A well-characterized Re-MoO_x/TiO₂ catalyst was used to investigate the reaction sequence involved during the hydrodeoxygenation of anisole in a batch reactor by varying the initial anisole concentration in the reactant mixture (0.182–0.382 mol L⁻¹ corresponding to 2.6–5.4 wt.%), the reaction temperature (250–325 °C) and hydrogen pressure (30–60 bar). The effects of these process variables on product selectivity, calculated at 10% anisole conversion, and reaction rate, estimated from the initial slope of anisole conversion vs. time, were discussed. The initial reaction rate was observed to increase to a maximum at anisole concentration of 0.282 mol L⁻¹ and then decrease at higher concentrations. Mathematical modeling of the proposed reaction network revealed that the decreased activity at higher anisole concentration is related to diminished ability to cleave CO bonds on phenol and cresols, probably due to increased surface coverage by the reactant on the oxophilic sites on the catalyst which limits access to surface reactive hydrogen for transformation. In regards to the influence of reaction temperature, high temperature favors the formation of cresols at the expense of benzene which was confirmed by the estimated apparent activation energy of the different pathways. On the other hand, the observed strong dependence of benzene/phenol ratio on H₂ pressure is attributed to increased availability of surface reactive hydrogen surface to aid in oxygen removal. Results from this study and the literature indicates that CO bond breaking is preceded by either protonation of oxygen on anisole or by partial hydrogenation of the aromatic ring to lower the CO scission barrier. Analysis of the conversion of intermediate compounds confirmed the reaction sequence and preferences during anisole HDO on Re-MoO_x/TiO₂ catalyst.

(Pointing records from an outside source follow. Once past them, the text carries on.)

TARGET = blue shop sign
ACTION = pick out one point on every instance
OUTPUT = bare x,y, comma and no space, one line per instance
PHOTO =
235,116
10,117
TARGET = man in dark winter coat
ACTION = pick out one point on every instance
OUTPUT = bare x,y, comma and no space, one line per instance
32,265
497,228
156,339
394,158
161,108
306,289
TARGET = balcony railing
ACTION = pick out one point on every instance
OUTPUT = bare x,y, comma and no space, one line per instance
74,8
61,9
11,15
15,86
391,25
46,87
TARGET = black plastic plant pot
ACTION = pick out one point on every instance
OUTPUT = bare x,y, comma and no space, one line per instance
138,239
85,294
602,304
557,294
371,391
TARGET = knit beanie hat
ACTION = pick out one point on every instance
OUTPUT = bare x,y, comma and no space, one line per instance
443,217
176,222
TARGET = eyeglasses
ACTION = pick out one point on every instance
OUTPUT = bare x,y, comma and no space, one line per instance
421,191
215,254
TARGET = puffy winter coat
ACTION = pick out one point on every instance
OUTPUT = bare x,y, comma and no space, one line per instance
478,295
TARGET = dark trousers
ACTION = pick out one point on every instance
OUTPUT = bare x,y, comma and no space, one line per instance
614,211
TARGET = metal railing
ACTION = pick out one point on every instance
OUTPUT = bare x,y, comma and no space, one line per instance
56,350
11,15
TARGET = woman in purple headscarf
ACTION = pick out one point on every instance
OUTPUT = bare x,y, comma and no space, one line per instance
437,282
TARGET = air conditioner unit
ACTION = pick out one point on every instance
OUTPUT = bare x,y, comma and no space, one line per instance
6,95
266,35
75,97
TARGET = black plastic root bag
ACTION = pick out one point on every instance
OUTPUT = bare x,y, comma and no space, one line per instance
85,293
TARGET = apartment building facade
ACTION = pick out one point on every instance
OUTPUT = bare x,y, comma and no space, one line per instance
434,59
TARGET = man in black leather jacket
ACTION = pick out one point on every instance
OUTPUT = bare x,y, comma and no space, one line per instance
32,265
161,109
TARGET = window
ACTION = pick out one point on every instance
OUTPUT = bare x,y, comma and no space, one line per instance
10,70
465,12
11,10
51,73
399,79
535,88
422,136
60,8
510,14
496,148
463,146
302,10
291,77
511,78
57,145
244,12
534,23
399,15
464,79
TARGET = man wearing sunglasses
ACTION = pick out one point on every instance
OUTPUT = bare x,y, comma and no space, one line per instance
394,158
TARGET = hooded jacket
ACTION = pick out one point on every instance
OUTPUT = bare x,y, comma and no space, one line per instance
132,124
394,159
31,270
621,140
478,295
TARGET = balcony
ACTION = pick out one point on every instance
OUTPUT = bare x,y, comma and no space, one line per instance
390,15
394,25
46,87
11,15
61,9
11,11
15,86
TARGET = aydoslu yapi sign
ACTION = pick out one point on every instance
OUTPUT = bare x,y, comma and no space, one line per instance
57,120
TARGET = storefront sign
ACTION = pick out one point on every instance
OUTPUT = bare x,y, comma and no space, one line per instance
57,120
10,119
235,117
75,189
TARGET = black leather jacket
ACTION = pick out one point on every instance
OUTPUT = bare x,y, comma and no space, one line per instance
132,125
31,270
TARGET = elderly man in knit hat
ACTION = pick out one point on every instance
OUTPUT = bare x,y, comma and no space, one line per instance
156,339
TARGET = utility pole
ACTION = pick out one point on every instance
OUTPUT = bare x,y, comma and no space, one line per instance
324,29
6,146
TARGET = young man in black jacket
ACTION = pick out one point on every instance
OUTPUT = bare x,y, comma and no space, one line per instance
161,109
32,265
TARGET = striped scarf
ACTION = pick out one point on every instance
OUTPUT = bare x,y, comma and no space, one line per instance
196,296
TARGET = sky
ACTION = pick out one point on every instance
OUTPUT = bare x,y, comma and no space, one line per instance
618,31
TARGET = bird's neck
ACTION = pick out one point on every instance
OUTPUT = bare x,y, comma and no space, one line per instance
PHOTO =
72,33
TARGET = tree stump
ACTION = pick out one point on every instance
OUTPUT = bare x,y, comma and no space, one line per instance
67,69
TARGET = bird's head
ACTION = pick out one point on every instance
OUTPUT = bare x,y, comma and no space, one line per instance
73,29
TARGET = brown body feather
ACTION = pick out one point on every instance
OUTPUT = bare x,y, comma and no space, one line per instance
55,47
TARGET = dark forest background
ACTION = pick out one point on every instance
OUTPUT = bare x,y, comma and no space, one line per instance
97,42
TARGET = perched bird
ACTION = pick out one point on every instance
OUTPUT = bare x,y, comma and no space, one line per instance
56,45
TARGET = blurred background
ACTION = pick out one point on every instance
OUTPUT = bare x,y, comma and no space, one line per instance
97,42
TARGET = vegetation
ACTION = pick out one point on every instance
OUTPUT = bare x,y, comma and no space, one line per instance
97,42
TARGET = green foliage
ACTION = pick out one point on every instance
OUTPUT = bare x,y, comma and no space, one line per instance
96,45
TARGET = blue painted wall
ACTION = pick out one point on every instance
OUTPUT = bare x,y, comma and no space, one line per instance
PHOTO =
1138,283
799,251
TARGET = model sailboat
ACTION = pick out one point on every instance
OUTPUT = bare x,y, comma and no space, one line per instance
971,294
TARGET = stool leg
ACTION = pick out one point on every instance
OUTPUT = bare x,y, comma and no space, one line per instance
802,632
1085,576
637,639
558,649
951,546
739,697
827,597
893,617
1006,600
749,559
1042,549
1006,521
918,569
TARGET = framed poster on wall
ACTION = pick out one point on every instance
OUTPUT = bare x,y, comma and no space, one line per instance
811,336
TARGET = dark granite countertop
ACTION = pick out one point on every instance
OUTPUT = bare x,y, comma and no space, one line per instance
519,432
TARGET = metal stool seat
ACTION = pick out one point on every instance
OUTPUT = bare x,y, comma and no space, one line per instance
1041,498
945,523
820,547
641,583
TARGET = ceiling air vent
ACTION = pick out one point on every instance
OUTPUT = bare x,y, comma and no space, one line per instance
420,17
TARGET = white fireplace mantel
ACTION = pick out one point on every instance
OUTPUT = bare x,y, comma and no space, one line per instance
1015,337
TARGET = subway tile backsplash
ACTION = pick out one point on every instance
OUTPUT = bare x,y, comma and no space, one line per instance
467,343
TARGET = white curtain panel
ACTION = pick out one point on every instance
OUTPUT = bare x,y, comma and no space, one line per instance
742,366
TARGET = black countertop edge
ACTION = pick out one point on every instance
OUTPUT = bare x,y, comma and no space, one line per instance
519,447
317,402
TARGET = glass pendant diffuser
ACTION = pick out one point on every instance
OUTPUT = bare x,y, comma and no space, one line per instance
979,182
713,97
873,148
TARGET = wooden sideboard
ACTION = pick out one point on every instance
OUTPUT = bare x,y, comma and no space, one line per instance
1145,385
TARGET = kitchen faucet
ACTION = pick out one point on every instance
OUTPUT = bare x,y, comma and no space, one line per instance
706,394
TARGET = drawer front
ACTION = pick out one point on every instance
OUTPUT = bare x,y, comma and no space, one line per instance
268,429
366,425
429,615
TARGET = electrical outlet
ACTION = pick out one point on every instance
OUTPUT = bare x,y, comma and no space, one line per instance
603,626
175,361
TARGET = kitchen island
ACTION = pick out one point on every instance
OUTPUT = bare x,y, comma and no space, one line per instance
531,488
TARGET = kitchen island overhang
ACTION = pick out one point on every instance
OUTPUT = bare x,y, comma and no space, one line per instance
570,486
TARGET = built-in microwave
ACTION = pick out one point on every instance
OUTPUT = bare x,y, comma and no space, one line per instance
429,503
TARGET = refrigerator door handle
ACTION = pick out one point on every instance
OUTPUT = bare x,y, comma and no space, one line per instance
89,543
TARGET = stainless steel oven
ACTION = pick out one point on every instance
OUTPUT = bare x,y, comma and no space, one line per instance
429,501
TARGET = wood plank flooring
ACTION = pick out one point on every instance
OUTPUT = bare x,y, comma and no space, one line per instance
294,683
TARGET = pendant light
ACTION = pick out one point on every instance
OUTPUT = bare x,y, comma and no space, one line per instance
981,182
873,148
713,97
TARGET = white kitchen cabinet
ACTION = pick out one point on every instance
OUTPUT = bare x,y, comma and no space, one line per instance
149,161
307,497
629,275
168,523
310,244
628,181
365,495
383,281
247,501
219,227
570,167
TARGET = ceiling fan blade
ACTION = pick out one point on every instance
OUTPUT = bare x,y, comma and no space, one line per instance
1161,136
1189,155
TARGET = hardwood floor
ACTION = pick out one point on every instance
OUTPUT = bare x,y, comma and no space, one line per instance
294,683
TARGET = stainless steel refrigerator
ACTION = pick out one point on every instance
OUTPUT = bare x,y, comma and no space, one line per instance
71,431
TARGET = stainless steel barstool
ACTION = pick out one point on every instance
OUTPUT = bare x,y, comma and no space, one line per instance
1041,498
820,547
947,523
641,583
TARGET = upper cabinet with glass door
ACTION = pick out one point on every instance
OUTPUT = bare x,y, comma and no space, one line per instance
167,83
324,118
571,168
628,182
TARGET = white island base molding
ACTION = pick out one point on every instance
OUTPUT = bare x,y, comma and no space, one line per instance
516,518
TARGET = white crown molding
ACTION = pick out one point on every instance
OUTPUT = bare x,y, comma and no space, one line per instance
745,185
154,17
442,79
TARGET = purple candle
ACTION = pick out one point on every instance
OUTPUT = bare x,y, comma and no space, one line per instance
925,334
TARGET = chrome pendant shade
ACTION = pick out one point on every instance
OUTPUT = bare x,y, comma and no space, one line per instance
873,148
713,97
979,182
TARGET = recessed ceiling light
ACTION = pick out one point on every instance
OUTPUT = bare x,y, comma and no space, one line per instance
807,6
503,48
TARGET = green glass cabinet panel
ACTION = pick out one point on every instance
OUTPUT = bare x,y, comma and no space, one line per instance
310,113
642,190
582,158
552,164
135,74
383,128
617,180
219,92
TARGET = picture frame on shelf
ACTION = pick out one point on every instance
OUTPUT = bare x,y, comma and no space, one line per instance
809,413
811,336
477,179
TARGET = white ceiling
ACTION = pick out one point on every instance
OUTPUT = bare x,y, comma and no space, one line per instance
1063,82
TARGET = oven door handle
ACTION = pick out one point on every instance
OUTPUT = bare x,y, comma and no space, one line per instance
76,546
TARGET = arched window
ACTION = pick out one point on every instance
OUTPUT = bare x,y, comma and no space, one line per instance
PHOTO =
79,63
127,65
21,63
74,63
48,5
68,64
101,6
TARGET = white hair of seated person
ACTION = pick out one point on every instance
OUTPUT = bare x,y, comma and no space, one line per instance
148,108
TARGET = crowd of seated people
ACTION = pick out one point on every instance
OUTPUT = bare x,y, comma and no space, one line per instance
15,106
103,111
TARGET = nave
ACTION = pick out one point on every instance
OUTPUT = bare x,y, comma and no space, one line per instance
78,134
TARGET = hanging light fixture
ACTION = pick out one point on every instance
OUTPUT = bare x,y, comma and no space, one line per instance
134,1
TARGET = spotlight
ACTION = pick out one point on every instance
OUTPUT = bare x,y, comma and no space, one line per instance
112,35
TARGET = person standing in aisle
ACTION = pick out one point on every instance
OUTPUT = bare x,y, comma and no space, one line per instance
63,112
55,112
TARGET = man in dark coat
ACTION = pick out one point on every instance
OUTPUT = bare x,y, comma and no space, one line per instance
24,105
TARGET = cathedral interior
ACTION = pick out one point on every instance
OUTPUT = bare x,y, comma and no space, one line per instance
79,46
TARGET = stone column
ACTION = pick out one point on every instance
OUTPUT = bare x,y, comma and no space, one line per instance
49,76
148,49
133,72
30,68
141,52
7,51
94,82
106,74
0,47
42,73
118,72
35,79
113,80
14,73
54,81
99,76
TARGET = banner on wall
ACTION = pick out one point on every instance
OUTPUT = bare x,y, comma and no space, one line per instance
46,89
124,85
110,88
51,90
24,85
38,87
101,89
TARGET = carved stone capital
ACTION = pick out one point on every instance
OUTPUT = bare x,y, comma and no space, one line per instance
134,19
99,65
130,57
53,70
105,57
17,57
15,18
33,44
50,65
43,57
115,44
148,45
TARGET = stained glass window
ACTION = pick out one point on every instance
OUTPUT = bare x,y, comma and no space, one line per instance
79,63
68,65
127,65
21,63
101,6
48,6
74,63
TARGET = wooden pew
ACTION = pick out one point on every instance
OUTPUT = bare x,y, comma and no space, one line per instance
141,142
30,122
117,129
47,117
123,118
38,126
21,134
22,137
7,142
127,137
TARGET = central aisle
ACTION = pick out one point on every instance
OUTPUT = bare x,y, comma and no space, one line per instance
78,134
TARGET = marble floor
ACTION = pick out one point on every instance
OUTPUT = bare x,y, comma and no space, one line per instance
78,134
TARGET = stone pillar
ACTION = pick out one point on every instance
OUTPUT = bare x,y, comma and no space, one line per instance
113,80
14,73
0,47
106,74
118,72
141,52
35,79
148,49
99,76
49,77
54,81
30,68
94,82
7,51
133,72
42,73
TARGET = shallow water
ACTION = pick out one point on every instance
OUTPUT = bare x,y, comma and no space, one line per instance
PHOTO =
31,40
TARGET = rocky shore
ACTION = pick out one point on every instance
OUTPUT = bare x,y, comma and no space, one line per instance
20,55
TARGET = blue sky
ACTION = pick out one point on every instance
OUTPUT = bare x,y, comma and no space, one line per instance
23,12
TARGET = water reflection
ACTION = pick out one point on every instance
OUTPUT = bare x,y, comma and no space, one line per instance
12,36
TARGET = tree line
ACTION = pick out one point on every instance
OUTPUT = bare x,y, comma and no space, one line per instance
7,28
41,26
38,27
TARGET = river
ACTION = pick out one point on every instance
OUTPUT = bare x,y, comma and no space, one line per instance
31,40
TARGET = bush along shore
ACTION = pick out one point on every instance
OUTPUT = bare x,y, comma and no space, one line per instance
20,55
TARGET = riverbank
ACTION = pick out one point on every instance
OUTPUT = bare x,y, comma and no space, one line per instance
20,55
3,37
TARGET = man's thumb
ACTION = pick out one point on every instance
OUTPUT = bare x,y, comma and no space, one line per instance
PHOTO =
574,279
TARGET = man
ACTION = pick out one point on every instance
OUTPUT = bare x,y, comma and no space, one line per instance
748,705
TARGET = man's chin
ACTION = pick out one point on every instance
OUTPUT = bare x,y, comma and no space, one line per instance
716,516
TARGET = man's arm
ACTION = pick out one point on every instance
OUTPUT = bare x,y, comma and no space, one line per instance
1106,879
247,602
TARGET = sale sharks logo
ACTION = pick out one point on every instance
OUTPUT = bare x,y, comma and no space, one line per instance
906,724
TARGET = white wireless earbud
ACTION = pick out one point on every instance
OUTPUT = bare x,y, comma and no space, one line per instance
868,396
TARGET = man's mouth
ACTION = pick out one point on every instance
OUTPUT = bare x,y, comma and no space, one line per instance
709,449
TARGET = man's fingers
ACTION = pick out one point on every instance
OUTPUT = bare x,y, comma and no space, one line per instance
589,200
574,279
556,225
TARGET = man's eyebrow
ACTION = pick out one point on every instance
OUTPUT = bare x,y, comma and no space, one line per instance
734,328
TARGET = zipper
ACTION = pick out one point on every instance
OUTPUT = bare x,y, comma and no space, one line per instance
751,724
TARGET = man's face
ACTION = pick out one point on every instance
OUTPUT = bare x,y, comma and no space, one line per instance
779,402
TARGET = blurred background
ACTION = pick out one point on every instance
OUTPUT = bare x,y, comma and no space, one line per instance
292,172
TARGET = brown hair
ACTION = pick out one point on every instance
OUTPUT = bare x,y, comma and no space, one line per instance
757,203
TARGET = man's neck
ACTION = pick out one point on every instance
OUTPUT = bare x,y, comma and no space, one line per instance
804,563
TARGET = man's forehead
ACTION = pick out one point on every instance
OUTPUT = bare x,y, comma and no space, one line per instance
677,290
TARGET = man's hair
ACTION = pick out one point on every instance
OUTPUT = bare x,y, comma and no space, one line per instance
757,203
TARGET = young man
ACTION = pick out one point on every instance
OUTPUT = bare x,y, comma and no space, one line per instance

表征良好的Re-MoO _x / TiO ₂催化剂用于通过改变反应混合物中苯甲醚的初始浓度（0.182–0.382 mol L ^-1对应于2.6）来研究分批反应器中苯甲醚加氢脱氧过程中涉及的反应顺序。–5.4 wt。％），反应温度（250–325°C）和氢气压力（30–60 bar）。讨论了这些工艺变量对以10％苯甲醚转化率计算的产物选择性和根据苯甲醚转化率与时间的初始斜率估算的反应速率的影响。观察到初始反应速率在苯甲醚浓度为0.282 mol L ^-1时增加到最大值然后在更高的浓度下降低。拟议中的反应网络的数学模型表明，在较高的苯甲醚浓度下，活性降低与裂解苯酚和甲酚上的C O键的能力降低有关，这可能是由于反应物在催化剂的亲氧位点上增加了表面覆盖率，从而限制了进入表面活性氢进行转化。关于反应温度的影响，高温有利于甲酚的形成，但以苯为代价，这由不同途径的估计表观活化能所证实。另一方面，观察到苯/苯酚比率对H _2的强烈依赖性压力归因于增加了表面活性氢表面的可用性，以帮助除氧。这项研究和文献的结果表明，在苯甲醚上的氧质子化或芳香环的部分氢化以降低C O的分裂势垒之前，C O的键断裂。中间体化合物转化的分析证实了苯甲醚HDO在Re-MoO _x / TiO ₂催化剂上的反应顺序和偏好。